Appearing on WTMJ Radio in Milwaukee with Federal Communications Commission Chairman Ajit Pai, Senator Johnson backed the chairman’s proposal to roll back the rules of the Obama administration designed to protect net neutrality.

Read: The FCC Announced Its Plan For Rolling Back Net Neutrality Rules And Is Accepting Public Comments

During the appearance, Chairman Pai said net neutrality—which is the premise that all data should be treated as equal—is a “great slogan” but involves government regulation of the internet. “Do you want the government deciding how the Internet is run?" the Chairman asked.

Under Chairman Pai’s current proposal, the internet would be reclassified as an information service—an undoing of the classification as a public utility under Title II of the Communications Act that was put in place in 2015.

Pai has also suggested the so-called Bright Light rules of net neutrality could also be reexamined. The Bright Line rules represent the three basic concepts of net neutrality, which holds that ISPs cannot block any content, slow or throttle data speeds, or offer paid prioritization that provides an advantage to services willing to pay.

Senator Johnson echoed Chairman’s Pai’s sentiments on the same program, while also taking aim at one of those Bright Line rules in the process.

"As chairman Pai said, net neutrality is a slogan," Johnson said. "What you really want is an expansion of high-speed broadband, and in order to do that you have to create the incentives for those smaller ISPs to invest. They don’t really control their own fiber if the government tells them exactly how they’re going to use their investment."

Read: Is Net Neutrality Dead? What The Internet Will Look Like Without Open Internet Rules, Title II

Johnson also posited that ISPs should be able to create and sell access to internet fast lanes that allow for quicker access to information.
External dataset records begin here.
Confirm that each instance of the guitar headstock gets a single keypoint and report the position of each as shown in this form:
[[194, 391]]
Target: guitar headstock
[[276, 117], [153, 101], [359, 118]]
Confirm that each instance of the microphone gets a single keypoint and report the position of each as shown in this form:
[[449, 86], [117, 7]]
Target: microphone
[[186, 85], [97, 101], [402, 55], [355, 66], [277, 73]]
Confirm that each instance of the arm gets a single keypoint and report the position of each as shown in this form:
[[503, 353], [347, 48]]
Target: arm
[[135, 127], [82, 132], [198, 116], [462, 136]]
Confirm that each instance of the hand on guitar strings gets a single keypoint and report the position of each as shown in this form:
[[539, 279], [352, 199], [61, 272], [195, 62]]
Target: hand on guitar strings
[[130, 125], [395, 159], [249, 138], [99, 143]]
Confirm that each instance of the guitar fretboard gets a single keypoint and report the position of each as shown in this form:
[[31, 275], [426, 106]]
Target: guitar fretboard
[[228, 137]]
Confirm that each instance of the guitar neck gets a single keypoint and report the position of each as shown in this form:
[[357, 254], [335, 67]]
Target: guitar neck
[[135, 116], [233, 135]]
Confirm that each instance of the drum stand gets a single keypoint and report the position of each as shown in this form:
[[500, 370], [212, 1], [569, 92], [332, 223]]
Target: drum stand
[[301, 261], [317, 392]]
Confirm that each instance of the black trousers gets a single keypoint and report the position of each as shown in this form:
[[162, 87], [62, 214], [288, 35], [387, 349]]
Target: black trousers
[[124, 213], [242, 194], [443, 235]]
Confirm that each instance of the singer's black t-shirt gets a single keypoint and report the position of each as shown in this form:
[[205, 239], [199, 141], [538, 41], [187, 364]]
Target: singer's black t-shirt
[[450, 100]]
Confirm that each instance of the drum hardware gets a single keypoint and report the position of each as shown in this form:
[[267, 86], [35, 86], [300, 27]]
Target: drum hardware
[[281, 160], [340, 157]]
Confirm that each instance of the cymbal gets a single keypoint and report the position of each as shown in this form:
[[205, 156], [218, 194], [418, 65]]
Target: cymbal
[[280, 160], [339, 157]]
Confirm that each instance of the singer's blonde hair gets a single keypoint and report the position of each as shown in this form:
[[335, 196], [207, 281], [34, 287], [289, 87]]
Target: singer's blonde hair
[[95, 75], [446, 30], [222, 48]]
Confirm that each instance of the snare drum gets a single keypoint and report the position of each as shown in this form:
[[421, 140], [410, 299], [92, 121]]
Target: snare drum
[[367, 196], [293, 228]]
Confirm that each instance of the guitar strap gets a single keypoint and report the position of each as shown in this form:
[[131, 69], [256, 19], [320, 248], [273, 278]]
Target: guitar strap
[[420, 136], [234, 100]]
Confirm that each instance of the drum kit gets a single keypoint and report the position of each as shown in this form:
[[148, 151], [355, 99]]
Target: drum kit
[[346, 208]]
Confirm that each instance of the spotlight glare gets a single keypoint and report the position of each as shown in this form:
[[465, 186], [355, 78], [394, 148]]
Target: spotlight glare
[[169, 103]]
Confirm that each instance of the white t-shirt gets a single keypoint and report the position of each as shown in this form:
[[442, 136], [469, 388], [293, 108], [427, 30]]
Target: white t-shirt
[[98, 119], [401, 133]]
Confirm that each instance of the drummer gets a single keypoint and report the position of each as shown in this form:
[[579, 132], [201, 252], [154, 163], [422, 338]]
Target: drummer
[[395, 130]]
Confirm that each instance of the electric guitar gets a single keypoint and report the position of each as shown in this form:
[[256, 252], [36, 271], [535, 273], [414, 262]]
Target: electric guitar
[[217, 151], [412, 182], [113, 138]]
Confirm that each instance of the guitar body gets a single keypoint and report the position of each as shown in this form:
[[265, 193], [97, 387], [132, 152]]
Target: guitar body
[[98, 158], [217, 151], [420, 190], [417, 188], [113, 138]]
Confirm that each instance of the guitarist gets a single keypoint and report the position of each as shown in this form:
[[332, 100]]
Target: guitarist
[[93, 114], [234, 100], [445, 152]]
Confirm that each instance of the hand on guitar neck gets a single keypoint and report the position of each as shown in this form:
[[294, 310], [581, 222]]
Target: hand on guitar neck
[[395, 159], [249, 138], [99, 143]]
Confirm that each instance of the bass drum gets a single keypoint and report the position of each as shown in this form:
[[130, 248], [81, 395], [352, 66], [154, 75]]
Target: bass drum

As an example, the senator pointed to medical diagnostics as a type of data that may require prioritization.

“You might need a fast lane within that pipeline so those diagnoses can be transmitted instantaneously and not be held up by, I don't know, maybe a movie streaming," Johnson said.

It is not the first time the senator has made such an argument. Johnson has previously argued that net neutrality bars ISPs from being able to monetize their infrastructure and suggested that people “streaming illegal content or pornography” benefit from net neutrality while doctors who want to prioritize medical diagnostics are disadvantaged by having to share the “same pipeline.”

Even under the current net neutrality rules, there is already a mechanism in place that allows medical services to be handled in an isolated capacity in order to ensure information is transferred quickly and reliably without having to pay extra.